The yoga room doesn’t have therapists or Chris Powell. It has something better, mirrors! Bikram often calls the mirrors your “cosmic consciousness.” The mirror is the reflection of your real self. It is your most useful tool to see and own the truth of who you are. It’s there in front of that mirror that you learn with repetition day after day how to be and how to feel in your own body. 90 minutes of constant practice to build a mind body connection, feeling your hands clasp together, reminding your mind to tell your leg to lock the knee, are exercises on living in the moment, being present, in the NOW. Long enough and you will notice habitual behavior patterns that don’t serve you NOW to include those “injuries” created by the ego. Because the mirror is assisting you in understanding who you are compassionately, you are building up self-esteem, self-satisfaction, self-appreciation empowering higher levels of living, higher levels of consciousness. This allows your mind constructs, acts in behavior to be safely challenged as your understanding and love for yourself improves. Like Chris Powell, this is worthy of winning the Nobel Peace Prize. While not a cure for cancer, you have saved the most important life you have – yours!

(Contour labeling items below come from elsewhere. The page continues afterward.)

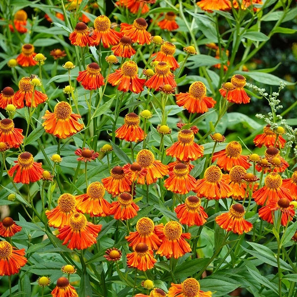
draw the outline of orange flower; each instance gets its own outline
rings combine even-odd
[[[69,225],[70,216],[77,212],[76,204],[74,196],[68,193],[62,194],[58,199],[57,206],[51,210],[46,210],[49,226],[60,228]]]
[[[21,230],[22,227],[9,217],[4,218],[2,222],[0,222],[0,236],[2,237],[11,237]]]
[[[153,61],[165,62],[169,65],[171,70],[175,70],[179,67],[177,61],[173,56],[176,48],[176,47],[173,44],[165,41],[161,46],[160,51],[157,52],[156,56]]]
[[[264,133],[256,135],[254,138],[254,144],[258,148],[262,148],[262,146],[264,146],[266,148],[274,147],[276,141],[276,133],[270,129],[270,125],[269,124],[264,127],[263,131]],[[281,148],[283,148],[285,143],[286,140],[281,135],[279,135],[275,147],[279,148],[280,145]]]
[[[133,42],[138,42],[140,45],[150,43],[150,33],[146,31],[148,23],[142,17],[136,19],[132,25],[126,23],[121,24],[121,32],[125,36],[131,39]]]
[[[205,197],[207,199],[228,198],[231,196],[232,189],[222,179],[223,174],[219,167],[211,166],[204,172],[204,178],[197,181],[197,185],[194,192],[198,197]]]
[[[10,176],[16,171],[16,173],[13,178],[15,183],[22,183],[22,184],[29,184],[39,181],[42,177],[44,170],[41,167],[41,163],[34,162],[33,156],[30,152],[25,151],[20,153],[17,163],[13,167],[11,167],[8,171]]]
[[[287,198],[280,198],[277,201],[270,201],[265,206],[259,209],[259,216],[264,221],[273,224],[274,217],[275,211],[279,209],[281,211],[282,218],[281,224],[283,226],[287,226],[288,222],[292,221],[295,215],[294,206],[290,204],[290,200]]]
[[[60,277],[57,280],[57,285],[51,291],[52,297],[78,297],[74,287],[65,277]]]
[[[167,29],[168,31],[173,31],[178,29],[179,25],[175,21],[176,15],[173,11],[168,11],[165,14],[164,19],[158,22],[158,26],[162,29]]]
[[[132,41],[130,37],[123,36],[120,39],[118,44],[111,48],[111,50],[118,57],[130,58],[136,52],[135,50],[131,47],[132,43]]]
[[[252,224],[244,218],[246,211],[243,205],[235,204],[230,206],[228,212],[222,213],[215,218],[218,225],[227,231],[242,234],[248,232],[252,228]]]
[[[158,91],[160,87],[170,85],[173,88],[177,86],[174,75],[170,72],[169,65],[165,62],[159,62],[155,66],[155,73],[146,82],[145,86]]]
[[[104,198],[105,189],[99,182],[90,184],[87,188],[87,194],[76,196],[76,209],[91,217],[104,217],[109,215],[111,204]]]
[[[161,245],[162,241],[157,236],[156,232],[159,225],[155,226],[149,218],[139,219],[136,224],[136,231],[130,232],[129,236],[125,238],[130,243],[129,246],[135,248],[138,244],[143,243],[149,249],[156,250]],[[160,231],[161,232],[161,230]]]
[[[130,90],[136,94],[144,90],[145,79],[138,77],[138,67],[134,61],[126,61],[122,67],[116,69],[108,76],[108,82],[112,86],[117,86],[119,91],[127,92]]]
[[[282,187],[283,180],[276,172],[267,174],[265,178],[265,186],[254,192],[252,197],[259,205],[269,203],[271,201],[277,202],[280,198],[287,198],[290,201],[293,198],[288,189]]]
[[[194,133],[192,130],[182,130],[178,132],[178,141],[166,150],[166,154],[182,161],[197,160],[203,156],[204,148],[194,142]]]
[[[125,116],[124,124],[115,131],[115,137],[126,141],[137,142],[145,138],[145,131],[139,127],[140,117],[134,112]]]
[[[117,201],[113,201],[110,206],[110,214],[116,220],[129,220],[137,215],[139,206],[133,202],[132,196],[122,193],[118,196]]]
[[[132,183],[120,166],[114,167],[110,171],[110,176],[103,178],[101,181],[105,190],[114,197],[124,192],[130,192]]]
[[[25,248],[17,249],[9,243],[0,241],[0,276],[17,273],[27,263],[24,254]]]
[[[152,152],[148,149],[142,149],[139,151],[136,156],[136,162],[148,170],[145,176],[140,176],[138,178],[139,184],[153,184],[158,178],[162,178],[168,173],[167,166],[159,160],[155,160]]]
[[[217,160],[217,165],[222,169],[230,171],[234,166],[240,165],[245,169],[249,168],[251,164],[247,161],[248,156],[242,155],[241,145],[237,141],[230,142],[223,149],[213,154],[211,161]]]
[[[87,221],[81,213],[74,213],[69,219],[69,225],[59,228],[56,237],[64,240],[62,245],[67,245],[70,249],[84,249],[97,242],[96,238],[101,231],[102,225],[94,225]]]
[[[45,119],[42,125],[46,132],[53,134],[58,138],[67,138],[83,129],[84,125],[78,122],[79,114],[72,113],[71,105],[64,101],[57,103],[53,112],[49,110],[43,119]]]
[[[231,83],[235,88],[234,90],[228,91],[227,94],[227,90],[223,88],[219,90],[221,95],[226,98],[230,102],[240,104],[246,104],[249,102],[250,98],[248,96],[244,89],[246,85],[247,80],[244,76],[240,74],[235,74],[231,78]],[[227,97],[226,95],[227,94]]]
[[[127,254],[127,265],[130,268],[146,271],[152,268],[156,261],[152,250],[149,250],[148,246],[142,243],[137,244],[133,252]]]
[[[181,225],[175,221],[170,221],[163,227],[161,224],[157,235],[162,241],[162,244],[156,252],[161,256],[169,258],[173,256],[175,259],[181,257],[192,249],[185,239],[190,239],[190,233],[183,233]]]
[[[14,94],[17,108],[24,107],[24,100],[26,100],[26,106],[30,107],[32,104],[33,107],[36,107],[48,99],[48,96],[41,92],[34,90],[33,93],[34,87],[30,82],[28,76],[22,78],[19,82],[19,90]]]
[[[212,108],[216,103],[211,97],[207,97],[206,88],[201,82],[193,83],[189,89],[189,93],[176,94],[176,104],[183,106],[189,112],[204,113]]]
[[[110,21],[105,15],[99,15],[94,21],[94,35],[95,45],[102,41],[104,48],[117,45],[123,34],[110,28]]]
[[[195,279],[187,279],[180,284],[171,283],[168,297],[211,297],[211,292],[200,290],[200,284]]]
[[[23,143],[23,129],[14,128],[12,120],[3,119],[0,120],[0,142],[7,143],[11,148],[19,148]]]
[[[165,181],[165,187],[174,193],[186,194],[196,187],[197,181],[189,174],[189,168],[180,163],[169,172],[169,177]]]
[[[104,85],[104,78],[100,73],[101,68],[95,62],[87,65],[87,69],[78,72],[76,80],[81,83],[86,90],[96,90]]]

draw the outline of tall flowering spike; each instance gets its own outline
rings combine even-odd
[[[287,198],[290,201],[293,197],[288,189],[282,186],[282,177],[276,172],[267,174],[265,178],[265,186],[254,192],[252,197],[259,205],[268,204],[270,201],[277,202],[280,198]]]
[[[129,193],[122,193],[117,201],[111,203],[110,212],[116,220],[129,220],[137,215],[139,207],[133,201],[132,196]]]
[[[248,103],[250,98],[244,89],[246,81],[247,80],[244,76],[241,74],[235,74],[231,78],[231,83],[235,88],[228,91],[228,94],[227,90],[224,88],[220,89],[219,91],[221,95],[230,102],[238,104]]]
[[[215,221],[226,231],[241,235],[244,232],[248,232],[252,228],[252,224],[244,218],[245,213],[243,205],[235,204],[231,206],[228,212],[217,216]]]
[[[206,168],[204,178],[197,181],[197,186],[194,192],[199,197],[218,200],[220,198],[228,198],[231,196],[232,189],[222,178],[222,171],[217,166],[212,165]]]
[[[173,284],[169,288],[168,297],[211,297],[210,291],[204,292],[200,290],[200,284],[195,278],[185,280],[182,284]]]
[[[70,249],[84,249],[96,243],[98,233],[102,225],[94,225],[87,221],[81,213],[74,213],[70,216],[69,225],[59,228],[59,234],[56,237],[64,240],[63,245],[67,245]]]
[[[46,132],[58,138],[67,138],[80,131],[84,125],[78,122],[81,116],[72,113],[71,105],[64,101],[57,103],[54,106],[53,112],[49,110],[43,119],[45,121],[42,124]]]
[[[50,210],[46,210],[49,226],[60,228],[69,225],[70,216],[76,213],[76,201],[74,196],[68,193],[62,194],[58,199],[58,205]]]
[[[176,49],[176,47],[173,44],[165,41],[161,46],[160,51],[156,53],[156,57],[153,61],[165,62],[169,65],[171,70],[175,70],[179,67],[177,61],[173,56]]]
[[[91,217],[109,215],[111,204],[103,198],[104,194],[105,189],[101,183],[92,183],[88,187],[86,194],[75,197],[77,209]]]
[[[131,39],[133,42],[137,42],[140,45],[150,43],[150,33],[146,31],[148,23],[142,17],[136,19],[132,25],[126,23],[121,24],[120,32],[125,36]]]
[[[166,154],[187,161],[197,160],[203,156],[204,148],[194,142],[195,136],[192,130],[182,130],[178,132],[178,141],[166,150]]]
[[[126,61],[121,68],[116,69],[108,76],[108,82],[118,86],[119,91],[127,92],[130,90],[136,94],[144,90],[146,80],[138,77],[138,67],[134,61]]]
[[[8,171],[8,174],[12,176],[15,183],[29,184],[39,181],[42,177],[44,170],[41,167],[41,163],[34,162],[33,156],[30,152],[25,151],[20,153],[17,161],[14,161],[17,164],[11,167]]]
[[[97,90],[104,85],[104,78],[100,73],[101,68],[95,62],[87,65],[87,69],[78,72],[76,80],[86,90]]]
[[[125,116],[124,124],[115,131],[115,137],[126,141],[137,142],[145,138],[145,131],[139,126],[140,118],[134,112]]]
[[[186,194],[196,187],[197,181],[189,174],[189,167],[185,164],[176,165],[169,172],[169,177],[165,181],[165,187],[174,193]]]
[[[206,222],[208,216],[201,206],[201,200],[197,196],[186,198],[184,203],[180,204],[174,209],[181,224],[188,226],[201,226]]]
[[[174,75],[170,72],[169,65],[165,62],[159,62],[155,66],[154,74],[146,82],[145,85],[150,89],[158,91],[160,87],[164,85],[170,85],[176,87]]]
[[[24,101],[26,101],[26,106],[30,107],[31,105],[33,107],[43,103],[48,99],[46,94],[34,90],[34,87],[30,84],[31,78],[25,76],[21,79],[19,82],[19,90],[15,93],[16,106],[18,108],[24,107]]]
[[[175,95],[176,104],[192,113],[204,113],[216,103],[216,101],[206,95],[205,85],[201,82],[195,82],[190,86],[189,93],[180,93]]]
[[[125,238],[130,243],[129,246],[133,248],[138,244],[143,243],[148,247],[149,249],[156,250],[162,242],[156,234],[156,230],[158,228],[159,225],[155,226],[153,222],[149,218],[141,218],[136,224],[136,231],[130,232],[129,236]]]
[[[110,20],[106,15],[99,15],[94,21],[95,45],[102,42],[104,48],[117,44],[123,34],[110,28]]]
[[[12,120],[3,119],[0,120],[0,142],[7,143],[11,148],[19,148],[23,143],[23,129],[14,128]]]
[[[136,162],[148,170],[148,173],[145,176],[139,177],[139,184],[153,184],[158,178],[162,178],[168,173],[167,166],[162,164],[159,160],[155,159],[152,152],[148,149],[142,149],[139,151],[136,156]]]
[[[248,156],[241,154],[243,149],[241,145],[237,141],[230,142],[223,149],[215,152],[212,157],[212,162],[217,160],[217,165],[222,169],[230,171],[234,166],[240,165],[245,169],[249,168],[251,164],[247,161]]]

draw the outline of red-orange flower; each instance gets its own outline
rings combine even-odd
[[[34,162],[33,156],[30,152],[25,151],[20,153],[16,163],[8,171],[10,176],[13,175],[15,171],[16,173],[13,178],[15,183],[29,184],[39,181],[42,177],[44,170],[41,167],[41,163]]]
[[[228,212],[222,213],[215,218],[218,225],[227,231],[242,234],[251,230],[252,224],[244,218],[246,211],[243,205],[235,204],[230,206]]]
[[[136,224],[136,231],[130,232],[125,238],[130,243],[129,246],[133,248],[138,244],[143,243],[148,247],[149,249],[156,250],[161,245],[162,241],[156,234],[159,225],[155,226],[149,218],[139,219]],[[161,230],[160,231],[161,232]]]
[[[155,73],[146,82],[145,86],[150,89],[158,91],[160,87],[164,85],[170,85],[172,87],[176,87],[174,75],[170,72],[169,65],[165,62],[159,62],[155,66]]]
[[[194,142],[194,133],[192,130],[182,130],[178,132],[178,141],[166,150],[166,154],[182,161],[194,160],[203,156],[204,148]]]
[[[81,130],[84,125],[78,122],[79,114],[72,113],[71,105],[64,101],[57,103],[53,112],[49,110],[43,119],[45,119],[43,126],[46,132],[58,138],[67,138]]]
[[[152,152],[148,149],[140,150],[136,156],[136,162],[148,170],[145,176],[139,176],[139,184],[150,185],[155,183],[158,178],[162,178],[168,173],[167,166],[155,160]]]
[[[67,245],[70,249],[84,249],[96,243],[98,233],[102,225],[94,225],[87,221],[81,213],[74,213],[69,219],[69,225],[59,228],[59,234],[56,237],[64,240],[63,245]]]
[[[201,82],[193,83],[189,89],[189,93],[176,94],[176,104],[183,106],[189,112],[204,113],[209,108],[213,107],[216,101],[211,97],[207,97],[206,88]]]
[[[222,171],[217,166],[212,165],[204,172],[204,178],[197,181],[196,189],[194,190],[199,197],[207,199],[228,198],[231,196],[231,187],[224,182],[222,178]]]
[[[121,24],[120,31],[125,36],[131,39],[133,42],[138,42],[140,45],[150,43],[150,33],[146,31],[148,23],[142,17],[136,19],[132,25],[126,23]]]
[[[27,263],[25,248],[17,249],[6,241],[0,241],[0,276],[17,273]]]
[[[185,203],[175,207],[174,211],[180,223],[188,226],[201,226],[205,224],[208,217],[201,206],[201,200],[197,196],[186,198]]]
[[[109,215],[111,204],[103,198],[104,194],[105,189],[101,183],[92,183],[87,188],[87,194],[75,197],[77,210],[91,217]]]
[[[132,183],[120,166],[114,167],[110,171],[110,176],[103,178],[101,181],[106,190],[113,196],[130,192]]]
[[[127,264],[130,268],[146,271],[152,268],[156,261],[152,250],[148,249],[148,246],[143,243],[137,244],[133,252],[127,254]]]
[[[0,222],[0,236],[2,237],[11,237],[21,230],[22,227],[9,217],[4,218]]]
[[[185,239],[190,239],[190,233],[183,233],[182,225],[175,221],[170,221],[160,225],[160,229],[157,230],[158,236],[162,241],[162,244],[156,253],[161,256],[169,258],[174,257],[177,259],[192,249]]]

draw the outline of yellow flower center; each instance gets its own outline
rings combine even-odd
[[[70,117],[72,108],[69,103],[61,101],[54,106],[53,112],[58,119],[65,120]]]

There is a great scene in the latest Batman movie, Dark Knight Rises. Batman is left to live in a cave like pit deep in the middle of a desert filled with prisoners after having been badly beaten with a broken back while Gotham city, his home, is destroyed and ruled by the evils of his nemesis. He is determined to heal his body and be one of only two that make the climb out of this pit and go save his city and the world. He succeeds in physically overcoming the wounds on his body to include his back and gains amazing strength with his work out discipline. But, with rope tied to his waist, twice he tries to make the climb up the pit only to fail and fall back to where he started. Determined to not give up, Batman finally sought the advice of his wise prison cell mate, who had rejected the idea that more strength was the way up the pit. To his cellmate, it was fear that held him back. His advice: “Let go of the rope.” Of course, Batman rises successfully without a rope then goes on to save his life, his city and the world. While exaggerated in this comic book story, the moral lies clear. When we let go of the rope, we are letting go of the “injury” and rise to greater heights in our being (save your life) and in the process we elevate those around us (save our world). We are not held hostage to a world conformed by fear as the ego dictates, but free to live impeccably (which literally means to live “without sin” OR “without injury.”)
It’s September. There is a spirit of learning of continuing education as kids go back to school. Use this energy to propel yourself to learn to live free of an “injury” and instead live with integrity, commit to excellence and in greater harmony with the laws of the Universe!